Setting up GPU acceleration
A GPU makes Tholos AI noticeably faster — the model generates more words per second — but it’s an enhancement, not a requirement. Everything works on the CPU alone. The good news is there’s almost nothing to set up: Tholos AI detects a usable GPU automatically and uses it. This article explains what happens by default, how to confirm it’s working, and what to do if it isn’t.
It’s automatic
On launch, Tholos AI checks your hardware and uses your GPU if it finds a usable one — there’s no “turn on GPU” switch to flip. If it can’t use a GPU, it falls back to the CPU and keeps working. You’ll see a GPU acceleration line in the startup system check: a green tick means a GPU is in use; a warning (“No usable GPU detected”) means it’s running on CPU — that’s a heads-up, not an error.
Platform support
| Platform | GPU acceleration |
|---|---|
| Windows (NVIDIA, AMD, or Intel GPU) | Automatic and vendor-agnostic. The language model is accelerated through a Vulkan backend, and the speech and document-search models through DirectML — any reasonably modern GPU qualifies. |
| macOS (Apple Silicon — M1 and later) | Automatic via Metal. Apple’s unified memory is a real advantage for larger models (see below). |
| macOS (Intel) | CPU only — no GPU acceleration. |
What you actually need to do
- On Windows: keep your GPU drivers current. An up-to-date driver from NVIDIA, AMD, or Intel is the single most common thing that makes acceleration available (or fixes it when it’s missing).

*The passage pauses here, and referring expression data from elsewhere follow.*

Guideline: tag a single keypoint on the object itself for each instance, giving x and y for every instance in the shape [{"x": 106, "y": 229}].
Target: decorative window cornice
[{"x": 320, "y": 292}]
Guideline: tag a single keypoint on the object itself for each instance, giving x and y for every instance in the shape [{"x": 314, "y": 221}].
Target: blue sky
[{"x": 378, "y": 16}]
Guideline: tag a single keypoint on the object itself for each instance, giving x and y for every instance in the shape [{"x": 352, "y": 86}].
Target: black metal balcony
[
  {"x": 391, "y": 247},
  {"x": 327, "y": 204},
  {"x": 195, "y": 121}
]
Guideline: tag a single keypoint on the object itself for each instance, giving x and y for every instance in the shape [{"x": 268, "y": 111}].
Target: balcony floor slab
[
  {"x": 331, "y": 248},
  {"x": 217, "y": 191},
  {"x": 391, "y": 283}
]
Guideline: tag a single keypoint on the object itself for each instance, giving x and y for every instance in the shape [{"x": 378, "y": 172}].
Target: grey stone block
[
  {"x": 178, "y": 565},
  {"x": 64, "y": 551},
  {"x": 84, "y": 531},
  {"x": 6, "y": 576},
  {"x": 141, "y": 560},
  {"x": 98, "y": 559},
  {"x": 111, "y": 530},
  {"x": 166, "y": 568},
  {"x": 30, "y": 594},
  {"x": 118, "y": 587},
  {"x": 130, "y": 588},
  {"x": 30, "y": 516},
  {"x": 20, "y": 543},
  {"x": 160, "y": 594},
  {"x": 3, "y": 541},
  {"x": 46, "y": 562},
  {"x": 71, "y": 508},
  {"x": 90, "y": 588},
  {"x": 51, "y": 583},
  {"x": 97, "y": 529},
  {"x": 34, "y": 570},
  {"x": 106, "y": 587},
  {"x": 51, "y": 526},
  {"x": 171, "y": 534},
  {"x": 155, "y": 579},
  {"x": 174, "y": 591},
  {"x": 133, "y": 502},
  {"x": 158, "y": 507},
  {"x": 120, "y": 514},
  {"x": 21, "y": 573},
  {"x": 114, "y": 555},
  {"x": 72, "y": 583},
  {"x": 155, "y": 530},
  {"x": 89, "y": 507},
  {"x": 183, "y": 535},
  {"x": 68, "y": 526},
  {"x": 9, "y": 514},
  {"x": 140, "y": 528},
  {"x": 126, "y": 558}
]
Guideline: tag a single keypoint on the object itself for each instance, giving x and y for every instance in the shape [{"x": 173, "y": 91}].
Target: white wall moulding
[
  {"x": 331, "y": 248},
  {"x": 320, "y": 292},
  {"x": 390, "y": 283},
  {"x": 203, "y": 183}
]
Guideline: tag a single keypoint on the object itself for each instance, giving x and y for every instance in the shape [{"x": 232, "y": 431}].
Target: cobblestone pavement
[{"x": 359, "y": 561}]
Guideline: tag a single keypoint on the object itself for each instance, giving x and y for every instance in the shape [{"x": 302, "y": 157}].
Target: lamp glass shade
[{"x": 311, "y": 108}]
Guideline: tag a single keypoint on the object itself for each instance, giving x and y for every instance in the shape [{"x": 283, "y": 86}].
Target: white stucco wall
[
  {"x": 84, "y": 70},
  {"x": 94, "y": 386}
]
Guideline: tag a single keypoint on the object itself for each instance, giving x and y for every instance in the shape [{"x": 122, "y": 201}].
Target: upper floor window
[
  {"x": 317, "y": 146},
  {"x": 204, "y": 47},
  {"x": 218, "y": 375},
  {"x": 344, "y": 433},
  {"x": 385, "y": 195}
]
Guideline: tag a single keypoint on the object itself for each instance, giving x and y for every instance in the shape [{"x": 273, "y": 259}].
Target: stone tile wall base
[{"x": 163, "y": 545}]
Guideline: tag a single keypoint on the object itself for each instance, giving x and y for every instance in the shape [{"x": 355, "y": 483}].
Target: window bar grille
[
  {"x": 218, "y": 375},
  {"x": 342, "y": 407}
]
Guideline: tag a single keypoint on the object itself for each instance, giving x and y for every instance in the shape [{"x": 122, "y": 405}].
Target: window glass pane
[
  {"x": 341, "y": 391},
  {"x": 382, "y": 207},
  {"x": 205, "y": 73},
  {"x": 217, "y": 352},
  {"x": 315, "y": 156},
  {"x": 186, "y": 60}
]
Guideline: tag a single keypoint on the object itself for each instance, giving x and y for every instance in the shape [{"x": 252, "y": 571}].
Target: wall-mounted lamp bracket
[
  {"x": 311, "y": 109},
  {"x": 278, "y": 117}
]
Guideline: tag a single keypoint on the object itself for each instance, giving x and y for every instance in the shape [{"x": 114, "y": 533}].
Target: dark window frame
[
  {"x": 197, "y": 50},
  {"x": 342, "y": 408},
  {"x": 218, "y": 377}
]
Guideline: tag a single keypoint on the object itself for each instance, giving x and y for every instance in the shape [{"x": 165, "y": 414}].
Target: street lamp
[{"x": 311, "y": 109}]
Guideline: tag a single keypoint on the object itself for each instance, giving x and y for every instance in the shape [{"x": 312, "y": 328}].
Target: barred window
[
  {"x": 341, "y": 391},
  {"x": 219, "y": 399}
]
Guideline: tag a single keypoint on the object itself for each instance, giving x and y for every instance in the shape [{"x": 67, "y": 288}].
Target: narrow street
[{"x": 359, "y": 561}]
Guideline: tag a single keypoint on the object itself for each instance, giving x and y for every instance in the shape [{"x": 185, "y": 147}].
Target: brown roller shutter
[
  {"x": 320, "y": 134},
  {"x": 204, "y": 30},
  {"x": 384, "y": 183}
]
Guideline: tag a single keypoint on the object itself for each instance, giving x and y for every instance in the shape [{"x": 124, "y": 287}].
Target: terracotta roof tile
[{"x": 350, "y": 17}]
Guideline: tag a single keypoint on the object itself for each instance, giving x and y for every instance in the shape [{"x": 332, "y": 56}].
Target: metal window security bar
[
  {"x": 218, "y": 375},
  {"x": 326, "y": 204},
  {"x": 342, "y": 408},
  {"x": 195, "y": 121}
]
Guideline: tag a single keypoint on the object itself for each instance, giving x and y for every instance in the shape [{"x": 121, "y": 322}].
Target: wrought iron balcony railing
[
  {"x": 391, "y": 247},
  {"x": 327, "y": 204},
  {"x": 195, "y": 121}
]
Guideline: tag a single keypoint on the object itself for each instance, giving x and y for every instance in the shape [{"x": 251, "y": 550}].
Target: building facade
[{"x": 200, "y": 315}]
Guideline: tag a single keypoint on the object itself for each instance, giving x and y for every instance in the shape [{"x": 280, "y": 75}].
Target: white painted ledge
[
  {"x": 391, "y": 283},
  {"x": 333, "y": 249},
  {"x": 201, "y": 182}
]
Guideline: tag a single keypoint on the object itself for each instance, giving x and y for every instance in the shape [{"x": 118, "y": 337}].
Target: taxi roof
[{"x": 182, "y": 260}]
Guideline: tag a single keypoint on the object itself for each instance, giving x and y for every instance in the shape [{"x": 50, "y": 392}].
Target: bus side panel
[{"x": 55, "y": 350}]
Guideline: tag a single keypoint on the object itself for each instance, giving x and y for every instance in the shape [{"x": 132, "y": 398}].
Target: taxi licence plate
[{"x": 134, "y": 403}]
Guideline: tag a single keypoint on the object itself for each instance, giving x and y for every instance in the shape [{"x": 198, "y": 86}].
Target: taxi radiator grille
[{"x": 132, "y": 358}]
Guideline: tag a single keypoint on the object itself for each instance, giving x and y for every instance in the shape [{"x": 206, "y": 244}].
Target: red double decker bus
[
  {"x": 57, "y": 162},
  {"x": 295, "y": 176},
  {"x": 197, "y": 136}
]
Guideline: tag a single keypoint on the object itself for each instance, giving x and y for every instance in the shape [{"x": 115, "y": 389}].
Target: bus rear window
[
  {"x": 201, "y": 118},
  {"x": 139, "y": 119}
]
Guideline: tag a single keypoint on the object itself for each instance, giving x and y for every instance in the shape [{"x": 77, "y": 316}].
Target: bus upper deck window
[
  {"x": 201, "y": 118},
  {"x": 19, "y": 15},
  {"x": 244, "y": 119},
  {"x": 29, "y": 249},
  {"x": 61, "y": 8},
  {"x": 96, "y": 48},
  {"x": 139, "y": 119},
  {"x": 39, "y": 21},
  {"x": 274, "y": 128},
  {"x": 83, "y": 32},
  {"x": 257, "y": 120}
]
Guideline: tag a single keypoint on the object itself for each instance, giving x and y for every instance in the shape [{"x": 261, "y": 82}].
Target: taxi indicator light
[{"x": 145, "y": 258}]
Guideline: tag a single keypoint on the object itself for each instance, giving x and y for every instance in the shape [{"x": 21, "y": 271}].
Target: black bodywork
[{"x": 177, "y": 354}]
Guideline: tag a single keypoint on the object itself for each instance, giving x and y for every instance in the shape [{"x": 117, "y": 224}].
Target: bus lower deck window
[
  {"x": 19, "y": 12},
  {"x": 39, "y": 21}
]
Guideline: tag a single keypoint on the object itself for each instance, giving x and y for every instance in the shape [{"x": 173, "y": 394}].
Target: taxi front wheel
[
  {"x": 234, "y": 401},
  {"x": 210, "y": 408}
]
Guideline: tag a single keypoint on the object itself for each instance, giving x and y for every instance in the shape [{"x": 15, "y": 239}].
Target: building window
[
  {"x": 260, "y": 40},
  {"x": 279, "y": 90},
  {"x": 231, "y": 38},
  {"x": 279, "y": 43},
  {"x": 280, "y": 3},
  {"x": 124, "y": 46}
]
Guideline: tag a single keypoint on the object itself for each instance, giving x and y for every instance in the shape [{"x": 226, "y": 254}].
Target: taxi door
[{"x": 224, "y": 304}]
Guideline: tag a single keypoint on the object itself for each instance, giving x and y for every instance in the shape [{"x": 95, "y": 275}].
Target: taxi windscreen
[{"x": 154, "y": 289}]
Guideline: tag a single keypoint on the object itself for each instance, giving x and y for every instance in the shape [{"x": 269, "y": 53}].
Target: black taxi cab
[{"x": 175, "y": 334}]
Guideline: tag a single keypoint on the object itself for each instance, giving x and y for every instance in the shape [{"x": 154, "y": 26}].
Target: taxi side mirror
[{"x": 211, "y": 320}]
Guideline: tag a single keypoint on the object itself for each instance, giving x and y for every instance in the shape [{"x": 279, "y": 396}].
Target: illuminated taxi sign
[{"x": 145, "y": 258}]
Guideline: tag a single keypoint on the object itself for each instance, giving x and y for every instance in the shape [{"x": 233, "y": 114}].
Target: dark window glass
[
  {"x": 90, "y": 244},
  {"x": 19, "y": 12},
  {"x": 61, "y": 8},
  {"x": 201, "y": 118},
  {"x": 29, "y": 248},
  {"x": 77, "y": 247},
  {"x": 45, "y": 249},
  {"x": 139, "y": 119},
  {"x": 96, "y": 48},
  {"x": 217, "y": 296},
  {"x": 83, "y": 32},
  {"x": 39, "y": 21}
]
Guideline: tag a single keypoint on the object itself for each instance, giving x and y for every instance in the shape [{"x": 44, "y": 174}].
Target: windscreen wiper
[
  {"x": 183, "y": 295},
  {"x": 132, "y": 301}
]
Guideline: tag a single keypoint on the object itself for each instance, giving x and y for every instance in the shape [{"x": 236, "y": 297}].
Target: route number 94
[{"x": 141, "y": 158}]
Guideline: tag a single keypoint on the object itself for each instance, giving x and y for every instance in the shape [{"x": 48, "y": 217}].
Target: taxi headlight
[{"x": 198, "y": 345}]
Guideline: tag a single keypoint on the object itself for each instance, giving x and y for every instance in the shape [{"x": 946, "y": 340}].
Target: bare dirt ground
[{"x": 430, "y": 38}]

- On Apple Silicon: nothing — Metal is built in and used automatically.
- Make sure the model fits. A GPU only helps if there’s room for the model. If a model is larger than your GPU’s VRAM, part of it runs on the GPU and the rest on the CPU — still faster than CPU alone, just not the full speed-up. See Hardware for running local AI for VRAM guidance.
Confirming it’s working
- The startup system check shows the GPU acceleration line as completed.
- The Models view reports your detected GPU and its VRAM — if it shows your card (rather than “CPU only”), the app can see it.
- Generation simply feels faster — more words appear per second than on CPU.
If you see “No usable GPU detected”
- Update your GPU driver and relaunch — this resolves most cases on Windows.
- Integrated graphics with no dedicated video memory often don’t qualify; the app will use the CPU instead. A discrete GPU with its own VRAM is what unlocks acceleration.
- On an Intel Mac, this is expected — those run on CPU only.
- It’s safe to keep using Tholos AI on CPU. If responses feel slow, step down to a smaller model tier — see Choosing the right AI model.